Here are five responses from Christian leaders and others to the massacres.
1. Pure evil
Greg Laurie said in a video, "There's evil in the world. Man is not basically good, man is basically sinful. Number two, there's a devil and the devil's not down in Hell, he's working in this world right now. The Bible even calls him the god of this world.
"I think when a person picks up a gun and decides to go and slaughter innocent people, this is an act of pure evil motivated by Satan himself.
"We need to really be praying in our nation for a spiritual awakening because we're seeing more and more of these acts of violence and so many other problems in our country as well."
2. Spiritual warfare
Jack Graham, pastor for Prestonwood Baptist Church in Texas, agreed with Laurie that the tragedies should not be politicized.
"This should definitely be apolitical because it means that all of us are involved in some kind of spiritual a battle, a warfare that's going on.
"The battle is getting hotter and hotter right now and predictably so. In fact, the Bible tells us in the final hours of human history that perilous times will come, difficult dangerous times will come.
"We need to remember that ultimately it's a spiritual solution. We can't politicize this."
He also called for prayer and rejected those who say prayer is not important.
"People want to minimize prayer; [they say] all you do is pray. The most important thing we can do for people right now is pray. ... Because if this is — as I believe you're (Laurie) exactly right — a war against evil, against satan himself, then God has promised us a victory and that victory is in Christ alone."
3. Turn to God
Best-selling author Max Lucado said he's turning to Psalm 23 for comfort.

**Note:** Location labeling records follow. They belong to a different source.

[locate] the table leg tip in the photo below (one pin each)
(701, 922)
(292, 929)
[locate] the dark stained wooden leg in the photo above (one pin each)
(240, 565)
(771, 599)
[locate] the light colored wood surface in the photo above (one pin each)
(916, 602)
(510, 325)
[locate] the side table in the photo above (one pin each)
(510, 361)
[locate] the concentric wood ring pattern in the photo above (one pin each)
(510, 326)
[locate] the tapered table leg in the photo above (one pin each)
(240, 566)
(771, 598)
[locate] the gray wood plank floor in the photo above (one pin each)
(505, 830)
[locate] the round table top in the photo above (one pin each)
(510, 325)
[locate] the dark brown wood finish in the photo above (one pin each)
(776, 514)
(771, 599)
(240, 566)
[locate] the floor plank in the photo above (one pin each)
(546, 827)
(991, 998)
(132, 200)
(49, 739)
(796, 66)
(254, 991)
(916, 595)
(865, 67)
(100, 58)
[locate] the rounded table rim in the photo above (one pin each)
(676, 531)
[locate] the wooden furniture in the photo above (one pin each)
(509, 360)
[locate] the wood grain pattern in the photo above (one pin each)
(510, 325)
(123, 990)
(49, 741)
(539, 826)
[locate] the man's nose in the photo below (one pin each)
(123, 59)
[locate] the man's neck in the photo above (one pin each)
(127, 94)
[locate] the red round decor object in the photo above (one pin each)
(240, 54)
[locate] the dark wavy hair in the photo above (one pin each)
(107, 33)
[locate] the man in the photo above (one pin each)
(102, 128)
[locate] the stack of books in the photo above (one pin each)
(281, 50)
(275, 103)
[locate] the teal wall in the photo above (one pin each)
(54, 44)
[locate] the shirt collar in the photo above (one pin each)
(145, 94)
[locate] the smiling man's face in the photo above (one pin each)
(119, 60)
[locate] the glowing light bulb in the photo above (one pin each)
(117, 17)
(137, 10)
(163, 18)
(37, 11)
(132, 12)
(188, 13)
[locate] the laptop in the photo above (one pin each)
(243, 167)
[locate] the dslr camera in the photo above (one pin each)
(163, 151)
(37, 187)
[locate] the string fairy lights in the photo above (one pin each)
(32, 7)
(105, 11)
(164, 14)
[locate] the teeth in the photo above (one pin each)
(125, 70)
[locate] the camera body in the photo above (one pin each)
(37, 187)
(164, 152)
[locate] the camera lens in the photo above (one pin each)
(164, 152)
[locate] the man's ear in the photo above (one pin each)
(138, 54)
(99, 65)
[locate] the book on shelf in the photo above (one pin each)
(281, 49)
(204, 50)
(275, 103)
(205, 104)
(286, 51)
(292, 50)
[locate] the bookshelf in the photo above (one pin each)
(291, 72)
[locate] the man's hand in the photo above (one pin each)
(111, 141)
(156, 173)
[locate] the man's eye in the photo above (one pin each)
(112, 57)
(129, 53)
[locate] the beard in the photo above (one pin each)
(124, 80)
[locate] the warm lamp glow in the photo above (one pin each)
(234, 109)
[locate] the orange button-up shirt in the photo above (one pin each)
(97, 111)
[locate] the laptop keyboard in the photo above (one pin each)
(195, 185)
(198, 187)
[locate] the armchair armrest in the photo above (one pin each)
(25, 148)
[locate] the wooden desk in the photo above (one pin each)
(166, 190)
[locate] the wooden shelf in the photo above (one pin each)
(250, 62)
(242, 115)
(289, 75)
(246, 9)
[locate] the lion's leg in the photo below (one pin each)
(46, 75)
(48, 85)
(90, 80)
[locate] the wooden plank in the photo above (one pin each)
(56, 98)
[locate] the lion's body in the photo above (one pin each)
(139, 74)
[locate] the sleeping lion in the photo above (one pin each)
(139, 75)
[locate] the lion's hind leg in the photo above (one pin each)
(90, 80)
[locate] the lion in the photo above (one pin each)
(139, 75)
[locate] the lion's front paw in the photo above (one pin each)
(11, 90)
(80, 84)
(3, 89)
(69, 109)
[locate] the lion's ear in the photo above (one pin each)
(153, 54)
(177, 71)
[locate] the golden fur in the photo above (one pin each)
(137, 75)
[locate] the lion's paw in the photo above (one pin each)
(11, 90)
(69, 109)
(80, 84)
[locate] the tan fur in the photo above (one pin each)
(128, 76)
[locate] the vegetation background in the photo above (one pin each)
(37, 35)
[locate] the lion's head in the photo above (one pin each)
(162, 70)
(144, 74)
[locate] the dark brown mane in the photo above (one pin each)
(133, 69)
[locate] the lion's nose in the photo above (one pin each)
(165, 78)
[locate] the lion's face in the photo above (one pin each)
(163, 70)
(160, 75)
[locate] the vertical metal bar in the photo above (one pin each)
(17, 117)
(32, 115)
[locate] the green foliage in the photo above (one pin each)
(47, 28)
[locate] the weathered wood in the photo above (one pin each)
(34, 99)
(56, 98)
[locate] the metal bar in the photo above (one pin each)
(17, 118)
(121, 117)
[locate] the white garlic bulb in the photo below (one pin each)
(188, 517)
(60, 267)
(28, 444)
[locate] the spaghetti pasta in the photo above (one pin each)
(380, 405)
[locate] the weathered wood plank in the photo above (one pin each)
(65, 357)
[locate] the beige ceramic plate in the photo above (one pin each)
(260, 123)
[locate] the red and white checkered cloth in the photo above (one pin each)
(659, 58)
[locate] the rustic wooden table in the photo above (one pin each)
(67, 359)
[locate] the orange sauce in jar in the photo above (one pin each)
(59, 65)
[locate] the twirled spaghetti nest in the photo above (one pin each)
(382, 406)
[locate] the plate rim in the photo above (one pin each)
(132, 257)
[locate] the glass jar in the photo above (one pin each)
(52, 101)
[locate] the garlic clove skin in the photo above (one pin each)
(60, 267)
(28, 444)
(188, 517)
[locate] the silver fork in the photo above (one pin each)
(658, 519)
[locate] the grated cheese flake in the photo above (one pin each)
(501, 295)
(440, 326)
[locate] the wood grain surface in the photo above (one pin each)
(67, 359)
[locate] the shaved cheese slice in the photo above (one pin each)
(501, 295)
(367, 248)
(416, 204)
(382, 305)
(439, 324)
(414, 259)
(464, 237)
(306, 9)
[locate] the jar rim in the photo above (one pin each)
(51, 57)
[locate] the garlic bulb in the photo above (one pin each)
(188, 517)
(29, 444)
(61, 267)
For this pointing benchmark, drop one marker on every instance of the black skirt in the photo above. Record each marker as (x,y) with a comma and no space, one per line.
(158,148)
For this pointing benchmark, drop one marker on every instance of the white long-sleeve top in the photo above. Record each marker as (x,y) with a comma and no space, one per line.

"Even though I walk through the darkest valley, I will fear no evil, for you are with me, your rod and your staff, they comfort me." — Psalm 23:4
"This is the promise that God will lead us through the valley of the shadow of death," Lucado said in a video.
Everyone, he said, will go through that valley "but we do not go through that valley alone and we do not need to fear evil."
"Yes, there is evil in the world but evil cannot have the world. In these times, we turn to our heavenly Father, our good shepherd and we ask Him for help."